No. ConocoPhillips is on track to achieve our near and medium-term targets for reducing operational emissions over which the company has ownership. In April 2023, we strengthened our 2030 emissions intensity target to 50-60% reduction from a 2016 baseline. The target covers Scope 1 and Scope 2 gross operated and net equity emissions. Our Scope 1 and Scope 2 GHG emissions and emissions intensity calculations directly measure our performance and help us understand climate-related risk. We endorsed the World Bank's Zero Routine Flaring initiative and are on track to meet that goal for all assets except those recently acquired from Marathon Oil. Consistent with that, we have set a target of near- zero methane intensity by 2030. Let me take another question.

Kelly Rose
Svp, Legal, General Counsel and Corporate Secretary, ConocoPhillips

This will be our final question. Would ConocoPhillips consider suspending political donations in favor of supporting local charitable causes, establishing internship programs, or investing in cybersecurity upgrades?

Ryan Lance
Chairman and CEO, ConocoPhillips

Thank you for the last question. Our political contributions in support of elected government officials are just a small part of the financial support ConocoPhillips gives to a wide range of civic, community, and charitable stakeholder organizations. Government officials at the federal, state, and local levels have jurisdiction over nearly every part of ConocoPhillips' operations, including taxation, regulation, and permitting regimes. Our political involvement does not keep us from those other activities mentioned in the question. We also offer internship programs and contribute to the well-being of the communities in which we operate through charitable giving, employee volunteerism, and civic leadership. We believe the most effective charitable investments are made through strategic relationships with organizations dedicated to serving our communities day in and day out. In addition, we are already taking a multi-layered approach to cybersecurity risk management and strategy.

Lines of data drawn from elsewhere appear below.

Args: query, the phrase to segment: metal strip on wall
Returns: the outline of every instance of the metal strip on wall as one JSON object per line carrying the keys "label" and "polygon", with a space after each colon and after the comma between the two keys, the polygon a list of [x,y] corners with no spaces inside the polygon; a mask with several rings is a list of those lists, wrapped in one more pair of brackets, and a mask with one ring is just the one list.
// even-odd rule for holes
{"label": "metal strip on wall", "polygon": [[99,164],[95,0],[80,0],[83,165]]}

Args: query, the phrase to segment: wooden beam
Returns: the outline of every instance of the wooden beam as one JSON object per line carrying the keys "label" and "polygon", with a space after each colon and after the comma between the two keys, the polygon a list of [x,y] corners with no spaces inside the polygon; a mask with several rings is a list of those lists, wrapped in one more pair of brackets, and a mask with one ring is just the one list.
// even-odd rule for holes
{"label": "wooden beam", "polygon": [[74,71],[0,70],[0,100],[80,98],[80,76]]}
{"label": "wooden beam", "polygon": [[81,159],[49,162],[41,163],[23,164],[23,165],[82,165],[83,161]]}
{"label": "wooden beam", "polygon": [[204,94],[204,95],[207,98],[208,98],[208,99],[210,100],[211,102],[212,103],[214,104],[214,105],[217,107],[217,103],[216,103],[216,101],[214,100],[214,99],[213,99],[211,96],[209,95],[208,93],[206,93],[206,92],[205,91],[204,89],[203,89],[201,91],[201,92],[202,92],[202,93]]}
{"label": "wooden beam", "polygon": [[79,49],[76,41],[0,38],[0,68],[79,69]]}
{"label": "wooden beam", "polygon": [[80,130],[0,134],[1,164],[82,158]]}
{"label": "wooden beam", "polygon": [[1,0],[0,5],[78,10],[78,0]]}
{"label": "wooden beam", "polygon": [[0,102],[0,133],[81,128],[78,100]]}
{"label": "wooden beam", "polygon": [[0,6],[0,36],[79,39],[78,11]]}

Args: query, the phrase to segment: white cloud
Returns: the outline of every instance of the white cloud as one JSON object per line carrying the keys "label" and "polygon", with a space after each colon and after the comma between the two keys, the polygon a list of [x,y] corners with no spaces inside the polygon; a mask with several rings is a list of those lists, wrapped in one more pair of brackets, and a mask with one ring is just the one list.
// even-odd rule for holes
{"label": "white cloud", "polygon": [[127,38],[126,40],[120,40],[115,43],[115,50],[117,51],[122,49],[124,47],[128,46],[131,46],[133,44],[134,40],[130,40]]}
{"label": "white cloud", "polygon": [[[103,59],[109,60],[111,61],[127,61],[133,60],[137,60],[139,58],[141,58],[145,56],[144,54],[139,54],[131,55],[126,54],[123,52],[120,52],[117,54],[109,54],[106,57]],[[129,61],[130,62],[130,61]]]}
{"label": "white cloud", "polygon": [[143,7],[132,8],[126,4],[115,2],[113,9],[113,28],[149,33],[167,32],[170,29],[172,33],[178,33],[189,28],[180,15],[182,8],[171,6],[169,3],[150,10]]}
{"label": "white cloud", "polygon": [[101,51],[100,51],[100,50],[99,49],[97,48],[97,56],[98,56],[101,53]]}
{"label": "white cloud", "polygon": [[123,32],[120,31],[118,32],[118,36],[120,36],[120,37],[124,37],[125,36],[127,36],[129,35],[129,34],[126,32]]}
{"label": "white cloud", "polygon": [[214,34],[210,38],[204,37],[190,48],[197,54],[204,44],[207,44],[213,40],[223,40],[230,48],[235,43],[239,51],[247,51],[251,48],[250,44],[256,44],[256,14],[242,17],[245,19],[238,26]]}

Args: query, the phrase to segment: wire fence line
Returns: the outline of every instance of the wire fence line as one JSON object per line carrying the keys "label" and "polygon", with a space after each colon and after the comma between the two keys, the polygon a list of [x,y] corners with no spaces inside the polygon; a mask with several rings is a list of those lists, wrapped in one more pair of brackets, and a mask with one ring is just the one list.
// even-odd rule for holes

Thanks, Kelly, and thank you to our stockholders for your participation and input. Questions not answered during the meeting will have answers posted online by the end of the week. I now declare the polls closed. The Inspector of Election has filed a certification of the preliminary results of the voting. Kelly, could you please read those results?

Kelly Rose
Svp, Legal, General Counsel and Corporate Secretary, ConocoPhillips

The Inspector of Election has reported the following results. Each of the 12 nominees for election have been elected as directors to serve a one-year term expiring at next year's annual meeting. Each director nominee received at least 94% of the votes present at today's meeting. The ratification of Ernst & Young as ConocoPhillips' independent auditors for the fiscal year 2025 has been approved, having received the favorable vote of more than 96% of the votes present at today's meeting. The advisory approval of our executive compensation has passed, with more than 96% of the votes present at today's meeting cast in favor of the proposal. The proposal for the company to eliminate any voting requirement in its charter and bylaws that calls for a greater than simple majority vote and replace it with a simple majority vote standard has not passed.

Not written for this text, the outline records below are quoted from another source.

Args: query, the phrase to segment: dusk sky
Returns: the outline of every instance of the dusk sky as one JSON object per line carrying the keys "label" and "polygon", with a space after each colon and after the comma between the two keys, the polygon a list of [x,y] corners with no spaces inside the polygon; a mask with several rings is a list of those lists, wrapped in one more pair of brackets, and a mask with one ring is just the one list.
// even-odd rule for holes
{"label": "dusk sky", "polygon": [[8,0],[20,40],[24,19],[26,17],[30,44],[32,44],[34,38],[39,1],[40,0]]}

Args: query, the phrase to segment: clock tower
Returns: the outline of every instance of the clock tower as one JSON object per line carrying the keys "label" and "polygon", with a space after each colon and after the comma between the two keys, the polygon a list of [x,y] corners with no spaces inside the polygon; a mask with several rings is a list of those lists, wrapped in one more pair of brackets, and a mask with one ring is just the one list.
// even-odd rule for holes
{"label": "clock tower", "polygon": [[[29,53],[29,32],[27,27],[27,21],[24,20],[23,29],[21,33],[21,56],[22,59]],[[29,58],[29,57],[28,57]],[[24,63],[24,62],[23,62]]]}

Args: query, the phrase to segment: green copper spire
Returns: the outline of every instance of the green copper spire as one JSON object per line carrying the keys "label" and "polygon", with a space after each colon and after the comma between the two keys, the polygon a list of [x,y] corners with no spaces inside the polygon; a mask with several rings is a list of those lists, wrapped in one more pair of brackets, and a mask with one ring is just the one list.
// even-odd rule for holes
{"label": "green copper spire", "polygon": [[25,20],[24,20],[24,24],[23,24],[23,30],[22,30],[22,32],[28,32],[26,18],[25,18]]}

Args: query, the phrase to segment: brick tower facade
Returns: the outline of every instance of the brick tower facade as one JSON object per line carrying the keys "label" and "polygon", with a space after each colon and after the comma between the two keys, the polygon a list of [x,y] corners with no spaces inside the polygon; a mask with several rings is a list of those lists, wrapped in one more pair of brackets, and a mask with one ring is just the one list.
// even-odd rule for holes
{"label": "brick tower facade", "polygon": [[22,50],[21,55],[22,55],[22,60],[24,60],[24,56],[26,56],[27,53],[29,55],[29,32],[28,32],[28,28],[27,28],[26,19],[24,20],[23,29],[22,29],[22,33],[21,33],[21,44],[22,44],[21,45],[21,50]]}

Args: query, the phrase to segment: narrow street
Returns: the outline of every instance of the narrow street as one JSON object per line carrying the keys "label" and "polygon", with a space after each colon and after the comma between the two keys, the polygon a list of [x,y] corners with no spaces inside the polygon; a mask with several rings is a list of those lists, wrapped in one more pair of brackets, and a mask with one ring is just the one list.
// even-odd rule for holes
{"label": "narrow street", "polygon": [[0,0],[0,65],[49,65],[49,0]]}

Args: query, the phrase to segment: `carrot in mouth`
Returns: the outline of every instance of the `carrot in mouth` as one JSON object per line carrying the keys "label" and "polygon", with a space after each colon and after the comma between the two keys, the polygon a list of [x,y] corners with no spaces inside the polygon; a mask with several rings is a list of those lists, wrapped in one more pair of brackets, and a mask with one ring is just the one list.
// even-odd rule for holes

Approval from 80% of the outstanding shares of ConocoPhillips' common stock was required, and the proposal received less than 77%. The stockholder proposal for the company to remove all emissions reduction targets covering greenhouse gas emissions from its operations and energy products has not passed, with only 1% of the votes present at today's meeting cast in favor of the proposal. Mr. Chairman, that concludes the report of the preliminary voting. Details of the final results will be available for all stockholders in our filings with the SEC within four business days. Stockholders may also obtain the voting results by calling or writing the Office of the Corporate Secretary.

Ryan Lance
Chairman and CEO, ConocoPhillips

Thank you, Kelly. That completes the business scheduled for today. Our meeting is now concluded, and thank you for attending.

Operator

This now concludes the meeting. Thank you for joining, and have a pleasant day.

The host has ended this call. Goodbye.